Il tentativo di definire il quadro della nobiltà sorrentina, così come quello di individuare il numero e l’ identità delle famiglie che, nell’ alimentare l’ aristocrazia locale – nei secoli scorsi – finivano con il trarre i benefici derivanti dall’ appartenere ad un ceto privilegiato anche da un punto di vista amministrativo – oltre che, naturalmente, sociale ed economico -, risulta particolarmente insidioso.
E’ un “neo”, questo, che, purtroppo, compromette in maniera significativa, non solo ogni tentativo di offrire una fedele ricostruzione storica, ma anche quelli miranti a stabilire con la minore approssimazione possibile le peculiarità della vita e della società sorrentina dei secoli passati.
La classificazione per ceti, infatti, – soprattutto in epoche remote – non comportava solo una diversificazione in termini di dignità e di prestigio funzionale allo status di ciascuno, ma determinava conseguenze concrete anche dal punto di vista sociale.
Ciò in considerazione del fatto che – come già evidenziato – alla nobiltà locale, oltre al godimento di privilegi e prerogative – spettava anche una importante funzione nella vita amministrativa cittadina.
Ai Sedili nobiliari, infatti, era riconosciuta la massima dignità possibile nelle scelte decisionali della Università Sorrentina , mentre al Seggio del Popolo era lasciato un potere del tutto residuale.

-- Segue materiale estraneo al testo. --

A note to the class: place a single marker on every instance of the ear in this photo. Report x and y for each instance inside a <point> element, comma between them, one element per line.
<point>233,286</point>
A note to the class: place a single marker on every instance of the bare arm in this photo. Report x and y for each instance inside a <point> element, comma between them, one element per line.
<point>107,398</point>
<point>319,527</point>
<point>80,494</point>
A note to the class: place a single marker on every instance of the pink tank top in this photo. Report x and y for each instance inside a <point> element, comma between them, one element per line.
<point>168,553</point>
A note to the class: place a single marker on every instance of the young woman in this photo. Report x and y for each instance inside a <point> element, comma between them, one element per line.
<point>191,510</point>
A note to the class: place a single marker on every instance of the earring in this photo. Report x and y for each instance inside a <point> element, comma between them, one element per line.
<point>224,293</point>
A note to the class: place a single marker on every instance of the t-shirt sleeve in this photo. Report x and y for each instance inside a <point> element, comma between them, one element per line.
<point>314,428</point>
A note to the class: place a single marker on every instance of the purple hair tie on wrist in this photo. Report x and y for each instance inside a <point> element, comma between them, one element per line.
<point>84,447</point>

Tra l’ altro è giusto sottolineare che, in passato, molti, nel cimentarsi su questo fronte, si sono imbattuti nei pur comodi equivoci procurati dalla indisponibilità di fonti documentarie capaci di offrire prove incontrovertibili di segno opposto (o almeno diverso) rispetto all’ opinione prevalente ed hanno finito con l’ alimentare, tutti, la tendenza a far coincidere il patriziato cittadino con le famiglie aristocratiche di Sorrento che, risiedendo nella Città del Tasso almeno dal XVI secolo, ebbero la possibilità di godere degli onori, dei privilegi e delle prerogative spettanti a quanti avevano diritto ad essere iscritti nei sedili nobiliari (Sedile di Porta e Sedil Dominova).

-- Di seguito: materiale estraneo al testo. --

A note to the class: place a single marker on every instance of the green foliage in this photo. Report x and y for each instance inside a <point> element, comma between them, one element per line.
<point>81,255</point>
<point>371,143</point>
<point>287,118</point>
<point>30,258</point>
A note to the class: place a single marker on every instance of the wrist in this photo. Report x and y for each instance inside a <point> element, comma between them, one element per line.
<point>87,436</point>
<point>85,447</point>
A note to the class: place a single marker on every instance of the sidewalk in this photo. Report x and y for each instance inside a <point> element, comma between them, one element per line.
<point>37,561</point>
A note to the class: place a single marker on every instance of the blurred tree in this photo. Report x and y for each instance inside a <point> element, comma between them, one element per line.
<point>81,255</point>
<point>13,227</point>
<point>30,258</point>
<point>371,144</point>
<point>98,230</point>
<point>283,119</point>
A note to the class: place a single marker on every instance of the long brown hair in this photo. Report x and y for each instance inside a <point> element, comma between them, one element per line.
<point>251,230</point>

Purtroppo la quasi totale distruzione di documenti risalenti ad epoche antecedenti alla seconda metà del Cinquecento(1) ha visto interessati anche i libri delle conclusioni e le platee dei seggi nobiliari sorrentini (registri in cui venivano annotati verbali e documenti) con l’ effetto di rendere improponibile, fino ad epoche assai recenti, la formulazione di ipotesi che non fossero quelle riconducibili agli inizi dell’ era moderna.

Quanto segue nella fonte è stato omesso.